And The Reina Is…
If we learned anything from Pre-Service Training it was to expect the unexpected. Little did we know two nights ago that being invited to the crowning of the Reina Señora of our town actually meant serving as 2 of the 3 judges for the evening’s competition. Here’s how it went down…
Paul has been meeting up regularly with our neighbor for a conversation class—one hour in English and one hour in Spanish about once a week. Why am I explaining this? Well, because this neighbor of ours invited us to the event last night by giving Paul a complimentary ticket at their last meeting. Turns out he was the main organizer of the pageant and the MC for the evening.
We arrived at the event nearly an hour later than the advertised start time as any good Ecuadorian would do. Still, we were early. It was another hour and a half before the competition began. During that time we enjoyed techno music in Spanish, English, and Portuguese and looked for our friend to say hello. About an hour before the pageant started we spotted our friend. He came over to us and said hello to Paul and shook my hand and kissed me as we met for the first time.
Then, he said (in Spanish), “You two are going to help me this evening, right?”
We nodded politely.
“You two are going to choose the winner, okay?”
We looked at each other.
“Sure,” I said, thinking that the winner would somehow be chosen by audience applause.
Then, he followed up by saying, “I’ll announce you. What are your last names?”
“Oh,” Paul said, stunned. “Wilson.”
He turned to me. “And your last name?” he asked.
I tried to pronounce my last name in a way that would make sense in Spanish but failed.
Finally, I just said, “Mari Wilson is fine.”

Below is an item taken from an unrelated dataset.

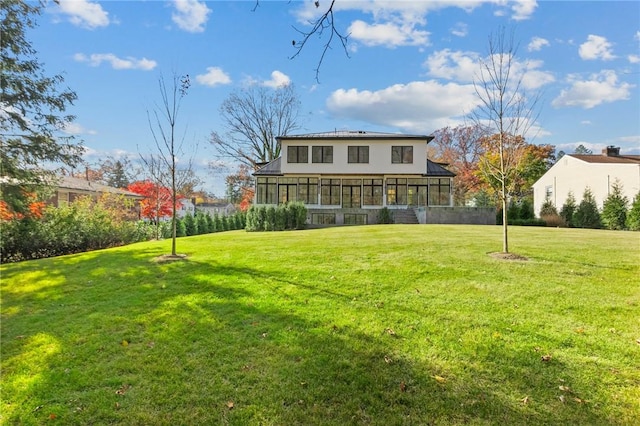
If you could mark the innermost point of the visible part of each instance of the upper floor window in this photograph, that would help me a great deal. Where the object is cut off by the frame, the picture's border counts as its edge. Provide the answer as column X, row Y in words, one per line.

He winked and gave us a thumb’s up.
When our friend was out of earshot Paul and I tried to figure out what had just happened. Did he really mean that we would be judges? Why us? What did we get ourselves into?
Then, we noticed the judge’s table right in front of the catwalk. There were 3 chairs. A tall blonde woman wearing a rhinestone crown and a golden sash walked into the room. We would meet her later as the third judge. Or, should I say #1 judge since she was the only one of us who knew what she was doing.

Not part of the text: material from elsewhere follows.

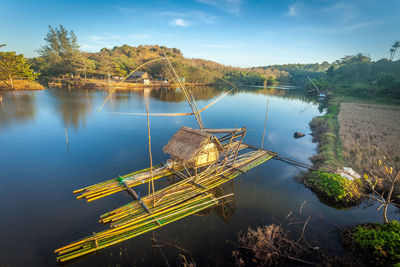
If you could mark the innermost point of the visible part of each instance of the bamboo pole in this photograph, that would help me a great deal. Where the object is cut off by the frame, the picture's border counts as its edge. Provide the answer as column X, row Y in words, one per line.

We had nearly an hour of sitting on the edge of our seats waiting to find out the answers to our most pressing concerns. In order of importance we worried that:
1. We would need to give a speech in front of the audience that had swelled to over 200 people (in Spanish).
2. That we would need to make remarks like the judges on American Idol after each contestant’s performance (also in Spanish).
3. That we would have to go on stage and crown the winner (in Spanish).
After enjoying a teenage dance troupe from a neighboring town (I would have given them a 10!) our friend got on the microphone and announced the judges. First, the woman with the crown (no surprise there). Second and third, Señor Paul Wilson and his lovely wife, Mari, all the way from the United States!
We stood up. I wished I had worn lipstick and a nicer dress. Paul wished he had worn a button-down shirt and closed-toe shoes. We took our places at the judge’s table and were thankful for the bottles of water waiting for us. I was even more thankful for the instructions given to me by the #1 judge on my left that I translated for Paul. We were to score each contestant on a 5-point scale in 3 categories.
In the end, the most difficult part was choosing a winner. We actually had a tie for first place that we had to break with a second vote. Turns out we weren’t expected to give any speeches but our #3 concern did come true. I had to crown the second runner up and Paul had to crown the first runner up. On stage in front of everyone. Thank goodness the #1 judge crowned the winner.
All in all it was an incredible event and we were happy to be part of it. It would have been nice to be a bit more prepared but then again if we had known what we were in for we might not have shown up at all. One of the pieces of advice we were given during Pre-Service Training was to always say, “yes.” That’s exactly what we did that night.